Mumbai, Dec 5 (SocialNews.XYZ) The National Stock Exchange (NSE) has issued an advisory on steps to keep stocks safe whereby the bourse has asked the investors to ensure timely payouts.
"Ensure that payout of funds/securities is received in your account within one working day from the date of payout," the NSE advisory said.
The advisory comes on the backdrop of the recent developments involving Karvy Stock Broking, whereby a SEBI investigation has found that Karvy had pledged securities worth Rs 2,300 crore of over 95,000 clients with HDFC Bank, ICICI Bank, Bahah Finance and Indusind Bank as collateral to raise money for itself.
The NSE also asked investors to be cautious while executing the PoA (power of attorney).

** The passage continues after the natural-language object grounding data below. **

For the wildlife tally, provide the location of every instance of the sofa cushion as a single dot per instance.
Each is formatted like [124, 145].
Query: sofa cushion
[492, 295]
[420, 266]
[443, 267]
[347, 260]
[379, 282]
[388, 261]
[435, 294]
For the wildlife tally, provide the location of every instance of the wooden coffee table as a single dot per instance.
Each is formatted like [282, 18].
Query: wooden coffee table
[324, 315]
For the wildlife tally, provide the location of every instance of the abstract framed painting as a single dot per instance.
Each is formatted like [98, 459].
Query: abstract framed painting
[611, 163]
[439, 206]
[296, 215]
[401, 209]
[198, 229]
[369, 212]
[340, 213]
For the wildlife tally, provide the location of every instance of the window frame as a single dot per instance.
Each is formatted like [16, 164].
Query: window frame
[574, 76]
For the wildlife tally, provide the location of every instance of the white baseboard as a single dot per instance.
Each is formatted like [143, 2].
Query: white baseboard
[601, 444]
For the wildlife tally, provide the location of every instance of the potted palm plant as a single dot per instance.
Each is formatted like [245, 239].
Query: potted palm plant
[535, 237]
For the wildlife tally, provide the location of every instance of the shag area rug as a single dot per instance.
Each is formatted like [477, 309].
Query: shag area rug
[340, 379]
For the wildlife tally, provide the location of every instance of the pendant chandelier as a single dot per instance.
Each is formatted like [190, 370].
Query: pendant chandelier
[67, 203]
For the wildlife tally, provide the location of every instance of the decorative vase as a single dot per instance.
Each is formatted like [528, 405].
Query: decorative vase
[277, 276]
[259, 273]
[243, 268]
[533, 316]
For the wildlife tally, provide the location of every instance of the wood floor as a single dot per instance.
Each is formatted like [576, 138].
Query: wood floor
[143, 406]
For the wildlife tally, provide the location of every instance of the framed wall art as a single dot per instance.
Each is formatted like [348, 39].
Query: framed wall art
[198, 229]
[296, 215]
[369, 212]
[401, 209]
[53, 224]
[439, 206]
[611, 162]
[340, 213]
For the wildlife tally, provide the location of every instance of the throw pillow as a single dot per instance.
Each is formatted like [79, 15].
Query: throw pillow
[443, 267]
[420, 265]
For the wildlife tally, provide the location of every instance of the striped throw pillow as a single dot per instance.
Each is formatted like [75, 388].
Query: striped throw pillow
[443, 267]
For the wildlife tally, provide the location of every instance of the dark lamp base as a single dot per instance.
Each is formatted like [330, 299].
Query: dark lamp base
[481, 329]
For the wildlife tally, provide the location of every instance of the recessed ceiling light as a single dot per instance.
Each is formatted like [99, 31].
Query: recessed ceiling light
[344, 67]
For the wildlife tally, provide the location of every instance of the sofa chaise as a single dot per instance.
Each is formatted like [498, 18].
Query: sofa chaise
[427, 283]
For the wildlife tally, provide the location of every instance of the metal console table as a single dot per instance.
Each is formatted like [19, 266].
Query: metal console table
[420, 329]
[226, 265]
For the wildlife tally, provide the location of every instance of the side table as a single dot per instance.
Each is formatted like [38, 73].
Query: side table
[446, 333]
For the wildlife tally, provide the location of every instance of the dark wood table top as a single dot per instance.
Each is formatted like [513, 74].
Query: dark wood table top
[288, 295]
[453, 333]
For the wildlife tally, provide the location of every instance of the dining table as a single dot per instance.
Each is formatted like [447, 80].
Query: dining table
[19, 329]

"Be careful while executing the PoA -- specify all the rights that the stock broker can exercise and timeframe for which the PoA is valid. It may be noted that PoA is not a mandatory requirement as per SEBI/exchanges," it said.
NSE also suggested investors to register for online applications -- Speed-e and Easiest -- provided by the depositories for online delivery of securities as an alternative to PoA.
Investors have also been asked to ensure that they receive the contract notes within 24 hours of their trades and the statement of account is received at least once in a quarter from the stock broker.
It stressed that the securities provided by the investors towards margin are not permitted to be pledged by your stock broker for raising funds, as allegedly done by Karvy.
Among other suggestions, the NSE also asked investors to not keep funds and securities idle with stock brokers.
The Karvy incident has sent a wave of fear and anxiety among the investors. Following the revelation, SEBI barred the firm from taking new clients on board.
On Monday, the NSE and the BSE announced a ban on the broking firm on account of non-compliance of regulations. NSE banned Karvy from capital market, futures and options (F&O), currency derivatives, debt, Mutual Fund Service System (MFSS) and commodity derivatives, while BSE deactivated its trading terminals on equity and debt segments and put them in "RRM" (risk reduction mode) in equity derivatives, currency derivatives and commodity segment.